Aku diberikan pada keluarga Haryanto, Sebuah keluarga mapan yang sudah 5 tahun ini belum juga dikaruniani seorang momongan.
” Kamu harus menurut pada ibu Nak, harus mau tinggal disini, kamu aman, dan akan bisa bersekolah ,” Itulah kata-kata terakhir Ibu padaku. Dan aku tidak tahu apa maksudnya, yang ada dibenakku Ibu begitu jahat padaku.
Di rumah baru, Putri kecil selalu bangun pagi, mengatur tempat tidur, menyapu kamar kemudian membantu bibik di dapur, setelah itu mandi dan bersiap-siap ke sekolah.
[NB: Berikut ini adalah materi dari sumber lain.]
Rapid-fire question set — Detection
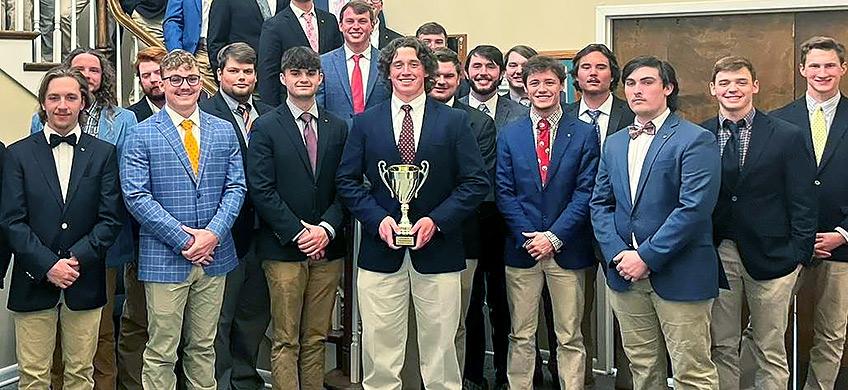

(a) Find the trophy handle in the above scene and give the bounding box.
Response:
[377,160,395,198]
[415,160,430,198]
Yang ada dipikiranku saat itu adalah, ” Kalau Aku tidak rajin, Ayah Haryanto dan Bunda Anisa, kedua orang tua baruku akan membuang diriku seperti yang dilakukan oleh Ibu ”
Suatu hari ayah dan Bunda memanggilku, Beliau bercerita panjang dan lebar, Beliau adalah orang tua baruku, dan Aku tidak boleh sungkan padanya. Bunda juga melarangku mengerjakan pekerjaan rumah.
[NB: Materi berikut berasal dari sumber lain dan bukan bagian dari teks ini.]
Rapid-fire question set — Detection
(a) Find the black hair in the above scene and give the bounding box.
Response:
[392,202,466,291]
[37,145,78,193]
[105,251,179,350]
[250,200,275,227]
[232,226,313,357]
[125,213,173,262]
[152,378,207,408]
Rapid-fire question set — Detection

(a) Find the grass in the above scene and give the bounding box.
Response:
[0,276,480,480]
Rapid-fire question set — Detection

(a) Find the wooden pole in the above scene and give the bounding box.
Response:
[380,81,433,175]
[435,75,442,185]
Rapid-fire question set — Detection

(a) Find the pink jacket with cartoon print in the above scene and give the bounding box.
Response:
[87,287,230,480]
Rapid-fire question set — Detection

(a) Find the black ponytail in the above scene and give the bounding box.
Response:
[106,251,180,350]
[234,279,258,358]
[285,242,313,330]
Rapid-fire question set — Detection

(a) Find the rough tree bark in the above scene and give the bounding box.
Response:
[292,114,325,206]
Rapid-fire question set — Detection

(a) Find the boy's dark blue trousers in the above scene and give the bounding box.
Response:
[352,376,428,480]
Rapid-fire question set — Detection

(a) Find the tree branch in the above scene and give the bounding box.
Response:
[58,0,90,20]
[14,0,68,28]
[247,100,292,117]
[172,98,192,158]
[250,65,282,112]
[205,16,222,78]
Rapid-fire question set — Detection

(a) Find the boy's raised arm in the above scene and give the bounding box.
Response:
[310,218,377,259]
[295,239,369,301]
” Bibi yang akan mengerjakan pekerjaan rumah, Putri cukup membersihkan kamar Putri saja, tidak perlu capek ya sayang…”
” Yang Ayah Bunda inginkan adalah, Putri belajar dengan rajin, agar suatu hari nanti putri bisa menjadi seorang dokter.”
Sejak Saat itu , Aku berjanji pada diriku sendiri akan rajin belajar dan menjadi juara kelas, agar Orangtua angkatku menjadi bangga padaku.
Tak terasa 5 tahun telah berlalu, Aku lulus SD dengan nilai yang sempurna. Ayah Bundaku sangat bahagia ketika Aku menerima penghargaan dari Sekolah. Kebahagiaan kami menjadi berlipat ganda ketika bunda bilang bahwa aku akan punya seorang adik dari rahim Bunda. Setelah menunggu selama 10 tahun.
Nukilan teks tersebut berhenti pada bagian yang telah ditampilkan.